This week in my senior seminar on the reproducibility crisis in science (Gilmore 2023) we discussed the “many analysts” paper (R. Silberzahn et al. 2018). The main take home message is that different data analysts can take widely varied approaches to answering the same question from the same dataset. It’s a fun and fascinating read.
But after asking the students whether or not the paper had persuaded them that players with darker skin tones get more red cards, I realized that nowhere in the paper was a graph that addressed this particular question. So, I got busy trying to work through just how one might explore that question graphically.
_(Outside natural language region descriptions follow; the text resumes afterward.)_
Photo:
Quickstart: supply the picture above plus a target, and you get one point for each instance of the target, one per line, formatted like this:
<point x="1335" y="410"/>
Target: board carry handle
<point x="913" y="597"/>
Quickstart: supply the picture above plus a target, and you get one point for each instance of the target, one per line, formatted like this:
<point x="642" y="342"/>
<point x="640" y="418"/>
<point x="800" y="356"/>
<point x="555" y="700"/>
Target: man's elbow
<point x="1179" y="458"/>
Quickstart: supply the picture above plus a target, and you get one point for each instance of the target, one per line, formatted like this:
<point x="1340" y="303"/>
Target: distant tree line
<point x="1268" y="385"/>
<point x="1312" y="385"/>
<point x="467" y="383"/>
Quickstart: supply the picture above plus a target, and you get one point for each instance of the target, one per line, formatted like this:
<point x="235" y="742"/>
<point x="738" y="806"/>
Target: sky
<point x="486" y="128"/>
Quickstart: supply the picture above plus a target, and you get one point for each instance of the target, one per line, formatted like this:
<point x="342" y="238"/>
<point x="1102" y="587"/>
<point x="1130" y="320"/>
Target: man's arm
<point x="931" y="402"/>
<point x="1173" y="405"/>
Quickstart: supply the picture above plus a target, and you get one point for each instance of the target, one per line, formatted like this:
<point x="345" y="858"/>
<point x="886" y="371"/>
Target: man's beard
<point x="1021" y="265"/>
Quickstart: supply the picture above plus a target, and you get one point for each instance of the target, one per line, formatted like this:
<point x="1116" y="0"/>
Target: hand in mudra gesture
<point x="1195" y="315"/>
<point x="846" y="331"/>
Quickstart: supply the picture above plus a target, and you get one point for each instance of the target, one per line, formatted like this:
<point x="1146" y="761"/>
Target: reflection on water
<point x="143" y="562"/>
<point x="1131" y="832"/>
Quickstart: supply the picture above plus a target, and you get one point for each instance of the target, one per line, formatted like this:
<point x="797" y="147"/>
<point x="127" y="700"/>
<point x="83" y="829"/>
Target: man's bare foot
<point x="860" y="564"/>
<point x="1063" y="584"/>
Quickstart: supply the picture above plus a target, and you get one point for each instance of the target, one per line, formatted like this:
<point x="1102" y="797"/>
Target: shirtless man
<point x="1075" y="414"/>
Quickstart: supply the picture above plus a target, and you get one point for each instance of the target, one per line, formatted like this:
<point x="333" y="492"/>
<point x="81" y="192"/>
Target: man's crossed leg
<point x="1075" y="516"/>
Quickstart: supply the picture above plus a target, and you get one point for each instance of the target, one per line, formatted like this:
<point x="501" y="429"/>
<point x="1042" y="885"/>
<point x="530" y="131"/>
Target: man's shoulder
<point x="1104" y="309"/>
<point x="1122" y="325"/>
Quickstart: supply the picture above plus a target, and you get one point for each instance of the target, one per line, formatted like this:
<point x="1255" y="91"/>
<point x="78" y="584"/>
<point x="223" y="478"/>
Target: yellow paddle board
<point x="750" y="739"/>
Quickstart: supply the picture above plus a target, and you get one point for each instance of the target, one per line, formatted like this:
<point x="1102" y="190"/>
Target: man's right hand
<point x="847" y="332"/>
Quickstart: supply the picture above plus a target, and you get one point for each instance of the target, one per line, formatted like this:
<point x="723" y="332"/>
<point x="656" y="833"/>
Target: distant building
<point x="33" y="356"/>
The result is a whole page of graphs. Probably the least surprising are the ones showing that the number of yellow cards and red cards are related to one another, whether viewed from a player perspective
or from a referee perspective
But I confess to trying many times, and failing, to find a way to show that skin tone has anything to do with the number of red or yellow cards given out.
Not only does this remind me again how important plotting data can be (see here), but it also makes me wonder what we actually know about how scientists think about generating these sorts of graphs, how the graphs contribute to scientific reasoning, and how others understand them. Those sound like interesting research questions, don’t they?
Kudos to the authors for sharing their data on the Open Science Framework (R. Silberzahn et al. 2023), and especially Brian Nosek, Jeff Spies, and their colleagues for creating a tool that makes data sharing so easy. The osfr
package made it really easy for me to create a reproducible workflow that downloads the data. And Quarto made it easy for me to make those workflows transparent to others.